The Light Was On … Remembering The Last Days Of The Gardiner Hotel
By Angelo Durda
From Issue 30: Spring 2016
The tiny hamlet of Gardiner, summer, 1970… once the few shops on Main Street closed and the local baseball game wrapped for the night a country quiet and darkness enveloped the place.
Having grown up in the shadows of New York City, the peaceful town of Gardiner seemed like everything I had missed in a noisy life. A group of us—seven to be exact—freshly graduated from SUNY New Paltz, took up residence there, across the street from the dark and gothic Gardiner Hotel. The old and abandoned building had already seen its day. The walls sagged every which way and the whole place seemed to droop towards the ground. There was only one thing left to happen to the Gardiner Hotel; soon it would be gone.
In the meantime, there it stood, commanding the view from our house, a dilapidated reminder of days gone by.
In 1869, the railroad came to Gardiner and the hotel was built alongside the station. Tom Callahan ran the place for years, and to many, it was Callahan’s Hotel. Local Republicans held their conventions there. School Supervisor Conventions were held at Callahan’s, too, and in 1910 there was a coroner’s inquest there, after Gilbert Sanborn died at the hands of fellow construction workers. By 1970, though, there was no real need for a hotel in Gardiner and the place had gone dark waiting for the end.
Then, one evening, I stood on the porch looking across the street and noticed that a light was on inside the empty hotel. Drawn by the glow, I crossed. It was near the entrance that I first saw him—a smiling man with long hair, about 30 years old—standing outside smoking a cigarette. He waved me towards the door and introduced himself as David, the new caretaker of the Gardiner Hotel.
I was initially overwhelmed by the sheer size of the room we entered; it must have been the convention hall. David and his wife, Jan, had moved several couches and a large dining table with chairs together on one side of the huge great room, carving out a congenial gathering area in the midst of the moldy odors and the ghosts of another era. There, they had set up housekeeping with their infant son.

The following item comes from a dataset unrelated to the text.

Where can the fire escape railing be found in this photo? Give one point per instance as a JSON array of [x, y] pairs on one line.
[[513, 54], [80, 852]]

Over the following nights and days, guests began to arrive once again at The Gardiner Hotel. Artists, writers, college students, street people. It was a decidedly bohemian scene that coalesced around David and Jan, and the music was always on—Tristan and Isolde, Tannhauser, Ride of the Valkyre—booming from the largest stereo sound system I had ever seen. David was a scholar of Wagner and the music was punctuated by his homilies on the composer’s life and work. He had been misunderstood, Herr Wagner, we were told, his reputation a casualty of German history. Love and transfiguration was his true legacy, not hate and war. Sometimes we would listen to Pink Floyd and The Grateful Dead, and David was lucid in describing the virtues of these musicians as well.
Well after midnight, James Joyce would appear; the books would be distributed and the readings would begin. David was a scholar of Joyce as well—Portrait of the Artist as a Young Man, Ulysses, Finnegan’s Wake; who knew what great treasures James Joyce had embedded in those books? David did.

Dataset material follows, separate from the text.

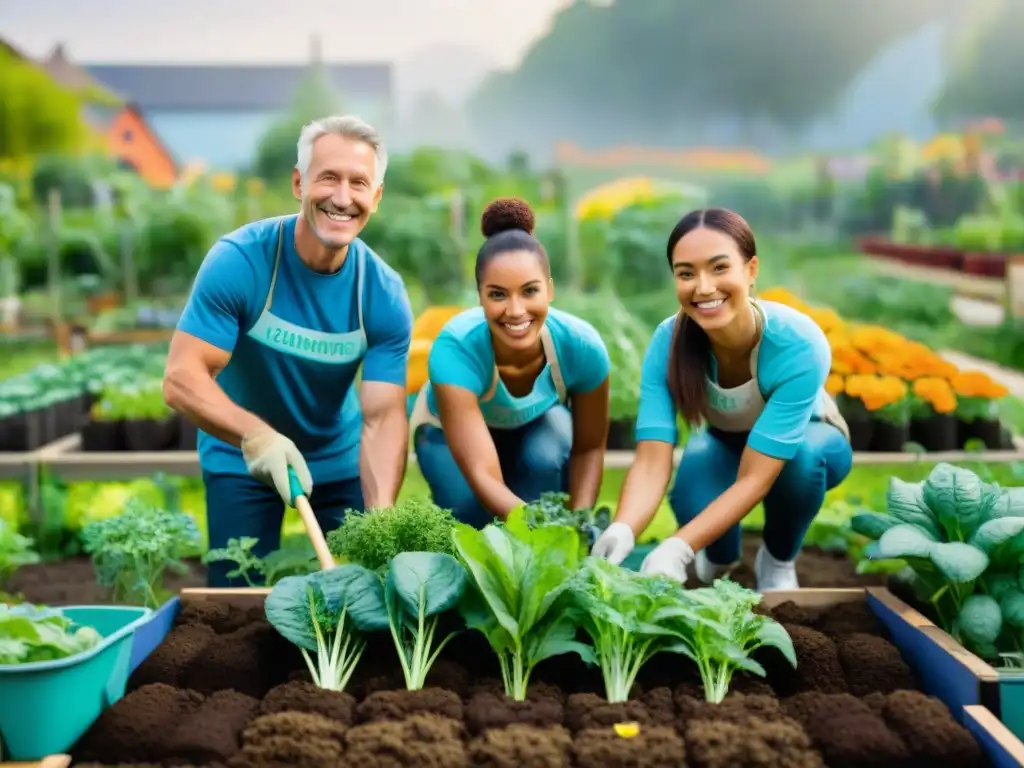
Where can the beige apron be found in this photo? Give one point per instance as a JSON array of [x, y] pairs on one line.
[[737, 409], [421, 412]]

It had become evident during our college years that the world in which we lived was not Disneyland. There was trouble everywhere. The Vietnam War was raging, thousands killed every week. The President of the United States was inviting young men to join in the slaughter. University campuses were erupting. Students had been killed. A Civil Rights movement was confronting the evils of apartheid in the streets of America, and people had been killed there too. Those hours in the great room with David and Jan were an oasis, and a profound, transforming shamanic journey in many ways. Night after night in that summer of 1970, I headed over to the Hotel. It was as if Greenwich Village had come to downtown Gardiner.
Then, the moment was gone. David and Jan packed up their car and left without really saying a word. Our little group began to break up as our destinies called. Any lingering consolations of adolescence came to an end for me when I received my letter from the President of the United States: I was being sent to war. I returned to Long Island to pack up my life. Months later, on a visit to say goodbye to my remaining housemates, I drove down Main Street and it was gone. The entire Gardiner Hotel had been carried away by demolition crews; not a stick remained. I stood in the spot where the great room had been. And I said goodbye.

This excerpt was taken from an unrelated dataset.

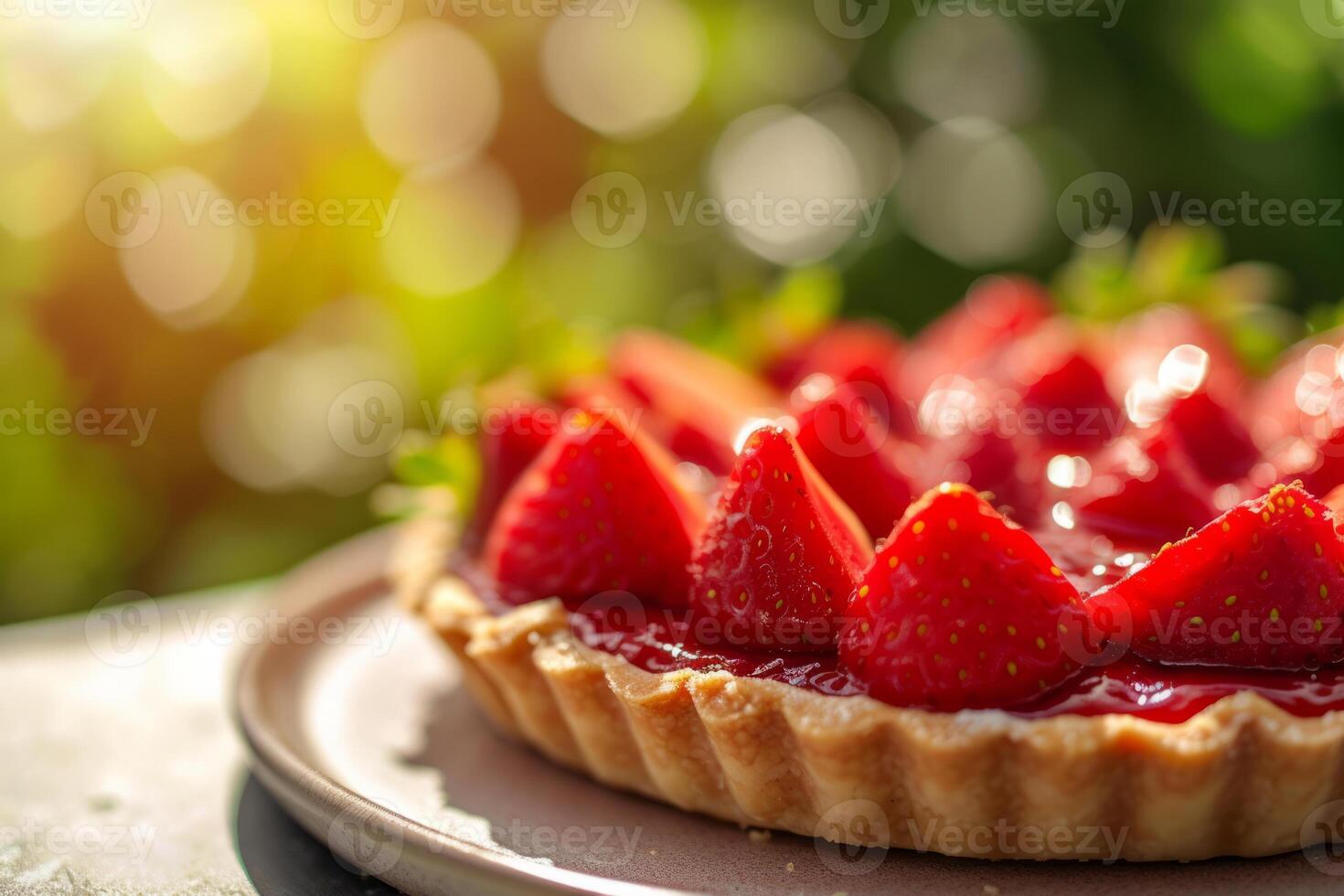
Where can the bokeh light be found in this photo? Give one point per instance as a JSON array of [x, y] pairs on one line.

Editor’s Note: There is some indication that David and Jan (not their real names) might have been squatters and not official caretakers. They most recently lived in California, not far from the author, where David passed away recently and prompted this flood of memories. Historical notes in the article were taken from the Hudson Valley Historical Society website and various articles by AJ Schenkman.